The other three switch puzzle: how to wire them all to a singe light

I don't cry much. That should be "years".

Jerry

Three-WAY switches. ARRGH!

Jerry

On Sat, 04 Nov 2006 10:46:55 -0500, Jerry Avins proclaimed to the world:

My brain translated automatically. There are lots of slips in this thread.

Or we stutter a lot.

On Sat, 04 Nov 2006 10:43:08 -0500, Jerry Avins proclaimed to the world:

Post reading again when you should have proof read instead ;-)

You are making me feel better about my own posts. People claim that I misspell but really, I never miss spelling.

It seems that there is no solution. On sci.physics, Jim Black wrote a program that searched for solutions, and it found none.

Heinz

For "three way" read "single pole, double throw."

A part of a larger proof that there is no solution. The missing parts are mumbled about in .

Consider putting all the switches on one side. So you need to connect or break the connection between two wires.

(rest)----1 (switches go here) 2----(rest)

Let the three connections on a SPDT switch be A, B, and X. A and B are the sides, X the centre. The switch connects A to X, or it connects B to X, but not both. And you can connect wires to A, B, and X.

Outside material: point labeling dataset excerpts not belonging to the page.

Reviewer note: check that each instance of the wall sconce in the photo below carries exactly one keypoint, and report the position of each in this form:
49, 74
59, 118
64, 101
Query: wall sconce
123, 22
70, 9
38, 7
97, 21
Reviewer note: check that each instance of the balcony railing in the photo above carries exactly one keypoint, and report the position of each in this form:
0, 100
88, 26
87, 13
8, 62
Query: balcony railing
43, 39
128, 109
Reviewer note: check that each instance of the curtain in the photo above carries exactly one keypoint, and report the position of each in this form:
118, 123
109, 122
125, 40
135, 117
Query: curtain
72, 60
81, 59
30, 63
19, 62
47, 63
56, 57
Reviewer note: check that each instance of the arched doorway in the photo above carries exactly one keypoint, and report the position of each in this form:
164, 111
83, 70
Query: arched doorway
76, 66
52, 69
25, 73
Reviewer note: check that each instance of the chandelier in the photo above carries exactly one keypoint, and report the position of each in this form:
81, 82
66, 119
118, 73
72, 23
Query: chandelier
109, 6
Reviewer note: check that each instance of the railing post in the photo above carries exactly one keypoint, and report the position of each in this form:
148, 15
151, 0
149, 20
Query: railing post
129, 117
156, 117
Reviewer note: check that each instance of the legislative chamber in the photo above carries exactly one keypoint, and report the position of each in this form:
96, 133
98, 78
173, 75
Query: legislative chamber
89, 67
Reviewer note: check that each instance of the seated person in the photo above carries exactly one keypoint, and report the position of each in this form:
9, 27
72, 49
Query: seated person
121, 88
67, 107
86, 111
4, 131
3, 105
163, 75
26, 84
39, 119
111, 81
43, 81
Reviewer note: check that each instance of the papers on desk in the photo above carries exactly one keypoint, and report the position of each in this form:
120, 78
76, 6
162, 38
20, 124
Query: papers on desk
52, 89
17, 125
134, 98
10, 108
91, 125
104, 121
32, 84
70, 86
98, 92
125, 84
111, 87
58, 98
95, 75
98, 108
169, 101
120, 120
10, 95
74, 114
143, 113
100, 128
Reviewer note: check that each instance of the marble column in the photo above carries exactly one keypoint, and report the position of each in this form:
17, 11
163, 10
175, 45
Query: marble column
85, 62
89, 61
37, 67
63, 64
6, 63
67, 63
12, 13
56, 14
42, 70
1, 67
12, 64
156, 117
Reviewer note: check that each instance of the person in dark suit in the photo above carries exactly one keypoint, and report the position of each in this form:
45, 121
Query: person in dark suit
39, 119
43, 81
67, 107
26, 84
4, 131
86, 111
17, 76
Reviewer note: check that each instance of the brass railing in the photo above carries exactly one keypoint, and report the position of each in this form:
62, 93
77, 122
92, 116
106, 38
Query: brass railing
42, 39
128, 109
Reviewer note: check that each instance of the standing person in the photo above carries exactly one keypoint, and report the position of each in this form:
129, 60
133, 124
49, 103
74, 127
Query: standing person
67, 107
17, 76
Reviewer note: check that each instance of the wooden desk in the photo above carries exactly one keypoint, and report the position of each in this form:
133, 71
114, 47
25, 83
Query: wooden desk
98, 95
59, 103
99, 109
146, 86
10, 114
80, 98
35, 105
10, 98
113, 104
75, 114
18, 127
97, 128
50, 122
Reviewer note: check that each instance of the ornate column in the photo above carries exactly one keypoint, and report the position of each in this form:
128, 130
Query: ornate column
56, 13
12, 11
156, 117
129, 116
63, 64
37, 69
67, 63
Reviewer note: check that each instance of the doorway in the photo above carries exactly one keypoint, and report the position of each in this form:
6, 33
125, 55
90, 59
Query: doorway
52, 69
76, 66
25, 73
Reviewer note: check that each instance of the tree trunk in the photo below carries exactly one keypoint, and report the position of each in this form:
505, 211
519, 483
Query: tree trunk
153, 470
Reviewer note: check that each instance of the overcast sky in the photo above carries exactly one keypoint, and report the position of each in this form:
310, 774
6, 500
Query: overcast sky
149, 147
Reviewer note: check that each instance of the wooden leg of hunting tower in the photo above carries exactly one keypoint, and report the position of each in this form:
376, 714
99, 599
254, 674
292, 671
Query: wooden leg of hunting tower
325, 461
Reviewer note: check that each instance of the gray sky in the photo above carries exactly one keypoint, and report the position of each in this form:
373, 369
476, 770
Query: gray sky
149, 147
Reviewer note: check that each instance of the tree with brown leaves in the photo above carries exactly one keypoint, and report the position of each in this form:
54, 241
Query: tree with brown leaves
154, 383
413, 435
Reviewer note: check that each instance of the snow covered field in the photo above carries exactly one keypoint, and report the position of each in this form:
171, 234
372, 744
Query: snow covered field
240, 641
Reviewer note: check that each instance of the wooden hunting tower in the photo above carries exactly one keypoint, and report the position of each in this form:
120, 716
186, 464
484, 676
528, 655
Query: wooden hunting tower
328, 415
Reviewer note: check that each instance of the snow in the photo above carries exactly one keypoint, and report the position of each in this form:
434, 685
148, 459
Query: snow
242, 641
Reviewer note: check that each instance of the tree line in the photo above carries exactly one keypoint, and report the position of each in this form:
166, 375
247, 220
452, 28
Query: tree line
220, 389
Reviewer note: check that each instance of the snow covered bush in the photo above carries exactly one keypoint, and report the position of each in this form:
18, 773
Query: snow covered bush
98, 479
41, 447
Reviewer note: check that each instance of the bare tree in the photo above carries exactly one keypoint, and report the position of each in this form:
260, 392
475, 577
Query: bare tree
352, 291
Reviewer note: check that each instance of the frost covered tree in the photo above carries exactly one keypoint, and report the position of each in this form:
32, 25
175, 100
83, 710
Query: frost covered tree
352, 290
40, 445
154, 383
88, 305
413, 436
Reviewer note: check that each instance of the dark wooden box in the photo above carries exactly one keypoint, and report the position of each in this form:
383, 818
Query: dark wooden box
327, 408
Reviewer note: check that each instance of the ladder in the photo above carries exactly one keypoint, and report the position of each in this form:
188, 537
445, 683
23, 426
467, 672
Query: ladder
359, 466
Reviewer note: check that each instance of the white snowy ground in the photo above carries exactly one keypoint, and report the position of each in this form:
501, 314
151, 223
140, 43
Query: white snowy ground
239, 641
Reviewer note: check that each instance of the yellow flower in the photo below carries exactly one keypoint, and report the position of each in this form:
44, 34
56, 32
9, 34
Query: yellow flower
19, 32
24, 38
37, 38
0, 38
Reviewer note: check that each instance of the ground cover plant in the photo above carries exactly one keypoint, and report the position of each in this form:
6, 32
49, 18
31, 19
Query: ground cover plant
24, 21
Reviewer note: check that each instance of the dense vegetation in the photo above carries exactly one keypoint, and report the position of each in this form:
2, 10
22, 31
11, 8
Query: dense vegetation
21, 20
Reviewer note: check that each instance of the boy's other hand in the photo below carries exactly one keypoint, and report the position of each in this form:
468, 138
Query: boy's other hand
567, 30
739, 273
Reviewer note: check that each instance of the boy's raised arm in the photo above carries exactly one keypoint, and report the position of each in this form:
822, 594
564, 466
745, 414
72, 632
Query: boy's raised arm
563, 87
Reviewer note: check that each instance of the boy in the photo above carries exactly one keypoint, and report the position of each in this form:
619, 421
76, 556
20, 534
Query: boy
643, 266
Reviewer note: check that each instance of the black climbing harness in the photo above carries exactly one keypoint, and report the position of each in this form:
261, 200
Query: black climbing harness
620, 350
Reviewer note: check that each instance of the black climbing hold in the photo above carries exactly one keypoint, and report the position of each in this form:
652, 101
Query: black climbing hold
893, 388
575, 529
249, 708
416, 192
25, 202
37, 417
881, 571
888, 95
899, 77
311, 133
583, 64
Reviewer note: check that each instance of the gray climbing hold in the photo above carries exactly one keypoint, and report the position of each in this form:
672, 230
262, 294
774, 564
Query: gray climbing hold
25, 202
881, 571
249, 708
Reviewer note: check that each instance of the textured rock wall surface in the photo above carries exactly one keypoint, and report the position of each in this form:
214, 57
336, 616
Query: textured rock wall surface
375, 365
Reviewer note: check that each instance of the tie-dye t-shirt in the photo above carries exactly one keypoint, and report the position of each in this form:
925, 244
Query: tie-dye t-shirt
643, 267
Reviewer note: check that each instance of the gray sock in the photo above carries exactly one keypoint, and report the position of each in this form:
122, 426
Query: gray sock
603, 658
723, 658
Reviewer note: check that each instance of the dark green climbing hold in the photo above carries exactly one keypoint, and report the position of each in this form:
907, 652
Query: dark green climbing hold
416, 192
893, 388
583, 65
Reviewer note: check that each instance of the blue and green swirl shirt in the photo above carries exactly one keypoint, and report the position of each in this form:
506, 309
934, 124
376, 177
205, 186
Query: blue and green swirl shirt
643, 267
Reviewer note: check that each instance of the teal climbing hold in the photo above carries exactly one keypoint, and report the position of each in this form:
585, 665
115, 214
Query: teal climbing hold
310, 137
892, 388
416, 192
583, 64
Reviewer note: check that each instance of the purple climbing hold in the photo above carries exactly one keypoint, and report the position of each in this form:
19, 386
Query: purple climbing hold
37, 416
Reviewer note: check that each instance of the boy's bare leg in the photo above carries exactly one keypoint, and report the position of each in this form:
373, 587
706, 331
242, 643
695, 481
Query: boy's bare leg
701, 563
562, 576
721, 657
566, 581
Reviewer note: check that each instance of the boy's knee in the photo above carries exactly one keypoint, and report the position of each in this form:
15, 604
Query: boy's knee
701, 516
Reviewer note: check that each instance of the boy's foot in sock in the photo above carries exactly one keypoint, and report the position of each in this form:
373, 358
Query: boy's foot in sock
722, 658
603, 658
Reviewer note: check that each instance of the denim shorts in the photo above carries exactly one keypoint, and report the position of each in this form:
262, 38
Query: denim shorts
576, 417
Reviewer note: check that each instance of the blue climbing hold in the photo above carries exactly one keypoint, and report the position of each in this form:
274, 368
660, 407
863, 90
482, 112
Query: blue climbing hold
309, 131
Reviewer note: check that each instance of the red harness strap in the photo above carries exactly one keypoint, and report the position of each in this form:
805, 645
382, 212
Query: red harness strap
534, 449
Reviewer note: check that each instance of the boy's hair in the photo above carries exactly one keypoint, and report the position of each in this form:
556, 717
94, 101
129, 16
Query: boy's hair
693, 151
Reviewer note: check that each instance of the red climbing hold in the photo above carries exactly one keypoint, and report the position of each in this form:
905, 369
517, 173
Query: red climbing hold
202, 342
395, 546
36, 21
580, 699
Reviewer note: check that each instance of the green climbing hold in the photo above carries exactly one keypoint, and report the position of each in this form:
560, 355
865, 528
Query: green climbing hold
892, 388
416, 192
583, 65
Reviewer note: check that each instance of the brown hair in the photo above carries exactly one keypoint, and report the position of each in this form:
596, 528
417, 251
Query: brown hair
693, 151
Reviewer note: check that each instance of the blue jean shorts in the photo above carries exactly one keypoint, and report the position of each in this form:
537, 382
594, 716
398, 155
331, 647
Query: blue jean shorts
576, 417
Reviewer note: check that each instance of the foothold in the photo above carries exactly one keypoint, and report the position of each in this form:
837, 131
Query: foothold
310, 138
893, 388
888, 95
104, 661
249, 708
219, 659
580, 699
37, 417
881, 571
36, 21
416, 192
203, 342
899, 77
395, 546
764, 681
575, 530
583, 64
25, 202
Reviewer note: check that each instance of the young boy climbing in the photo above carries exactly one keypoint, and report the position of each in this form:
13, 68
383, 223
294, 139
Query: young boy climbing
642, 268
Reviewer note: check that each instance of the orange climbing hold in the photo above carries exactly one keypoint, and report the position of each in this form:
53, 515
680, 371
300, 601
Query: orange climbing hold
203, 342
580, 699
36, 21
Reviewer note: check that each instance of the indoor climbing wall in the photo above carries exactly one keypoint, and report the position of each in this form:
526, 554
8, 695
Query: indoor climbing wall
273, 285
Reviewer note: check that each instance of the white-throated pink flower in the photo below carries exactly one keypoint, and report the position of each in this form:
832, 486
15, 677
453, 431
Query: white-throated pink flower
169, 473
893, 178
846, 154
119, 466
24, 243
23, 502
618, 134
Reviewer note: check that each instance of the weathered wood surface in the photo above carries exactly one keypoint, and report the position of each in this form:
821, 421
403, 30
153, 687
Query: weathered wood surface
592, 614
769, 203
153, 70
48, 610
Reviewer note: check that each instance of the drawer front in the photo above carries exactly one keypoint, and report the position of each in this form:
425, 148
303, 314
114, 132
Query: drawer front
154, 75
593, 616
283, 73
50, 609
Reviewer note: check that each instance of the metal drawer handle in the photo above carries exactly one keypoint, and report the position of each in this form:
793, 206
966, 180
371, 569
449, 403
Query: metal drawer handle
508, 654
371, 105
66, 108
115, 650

Consider the case that no X is connected to 1. Something has to connect to 1, or there is no circuit. Say S1 has its A connected. When S1 connects X1 to B1, there still has to be a circuit, so with no X connected to 1 we must have A1, A2, and A3 all connected. (Insert the phrase "without loss of generality" here as required.) Note that we can't have both A1 and B1 connected to 1, because then the switch S1 would not do anything, and could never turn the light off.

Consider now the subcase that no X is connected to 2. By the same reasoning, we must have B1, B2, and B3 all connected to 2.

Now we can easily see this cannot work. We cannot connect any of the X's to 1 or 2, so they can only be connected to each other. But, if we connect X1 to X2, say, then when S1 connects X1 to A1, and S2 connects X2 to B2, the light is on regardless of the position of S3.

So with no X connected to 1 or 2 there is no possible solution.

So we must have atleast one X. Say X1 to 1. If no X to 2, then we must have B1, B2, and B3 all connected to 2. But then when S1 connects X1 to B1, the light is on regardless of the other two switches.

So we can't have exactly one X connected to 1 and 2. Consider two.

A A

---1-X1-< >-X2-2--- B B

This is familiar from the two SPDT switch case. Just connect A to A and B to B and you've got the two switch problem solved. But if you do that you find that the third switch can't turn things off in some cases. So you can't just connect A to A and B to B. Indeed, you can't connect either, as then the light could be on regardless of S3 in some cases. Nor can A1 be connected to B2. Nor can A1 be connected to B1, as then S1 would be shorted, and so not be able to do anything.

Socks